Problem
You notice your DLT pipeline begins failing with the following error.
org.apache.spark.sql.streaming.StreamingQueryException: [STREAM_FAILED] Query [id = <id>, runId = <run-id>] terminated with exception: [DELTA_MERGE_MATERIALIZE_SOURCE_FAILED_REPEATEDLY] Keeping the source of the MERGE statement materialized has failed repeatedly. SQLSTATE: XXKST
Cause
Your pipeline is trying to use spot instances which have been terminated, resulting in the loss of nodes and pipeline failure.
To confirm this cause, navigate to your cluster. Click View details > Event log, and filter the events with NODES_LOST.
Then click the Spark UI tab to check for the following error message.
[CHECKPOINT_RDD_BLOCK_ID_NOT_FOUND] Checkpoint block rdd_XXXX not found!
Either the executor that originally checkpointed this partition is no longer alive, or the original RDD is unpersisted.
If this problem persists, you may consider using `rdd.checkpoint()` instead, which is slower than local checkpointing but more fault-tolerant. SQLSTATE: 56000
Solution
Switch to using on-demand instances.

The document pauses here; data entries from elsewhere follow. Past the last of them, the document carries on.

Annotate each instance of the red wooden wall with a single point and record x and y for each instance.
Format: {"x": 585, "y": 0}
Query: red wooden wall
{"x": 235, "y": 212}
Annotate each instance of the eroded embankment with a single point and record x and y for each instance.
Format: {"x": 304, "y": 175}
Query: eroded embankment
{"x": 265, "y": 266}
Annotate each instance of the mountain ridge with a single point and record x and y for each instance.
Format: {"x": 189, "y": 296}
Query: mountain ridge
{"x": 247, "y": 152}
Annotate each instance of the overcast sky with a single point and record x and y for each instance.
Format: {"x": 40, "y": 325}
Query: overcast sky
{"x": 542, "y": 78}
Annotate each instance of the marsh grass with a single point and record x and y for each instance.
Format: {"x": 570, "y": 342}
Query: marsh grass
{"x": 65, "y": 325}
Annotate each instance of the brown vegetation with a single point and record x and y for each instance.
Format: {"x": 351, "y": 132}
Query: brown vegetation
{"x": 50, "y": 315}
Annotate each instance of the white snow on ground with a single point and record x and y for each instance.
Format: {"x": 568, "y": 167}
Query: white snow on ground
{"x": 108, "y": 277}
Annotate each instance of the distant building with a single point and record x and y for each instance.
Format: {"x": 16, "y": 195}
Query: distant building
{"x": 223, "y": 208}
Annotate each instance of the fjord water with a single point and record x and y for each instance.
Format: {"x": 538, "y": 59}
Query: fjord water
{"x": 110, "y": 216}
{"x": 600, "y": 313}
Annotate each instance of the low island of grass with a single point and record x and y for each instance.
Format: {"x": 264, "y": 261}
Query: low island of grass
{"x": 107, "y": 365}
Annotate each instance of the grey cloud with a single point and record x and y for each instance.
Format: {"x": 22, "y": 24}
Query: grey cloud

In DLT, add the following code snippet to the Settings > JSON settings of your pipeline.
{
"clusters": [
{
"label": "default",
"aws_attributes": {
"availability": "ON_DEMAND"
},
“...”:”…” }
]
}
If you want to continue to use spot instances, enable Apache Spark decommissioning to decrease the chance of data loss.
For more information, review the “Decommission spot instances” section of the Manage compute (AWS | Azure | GCP) documentation.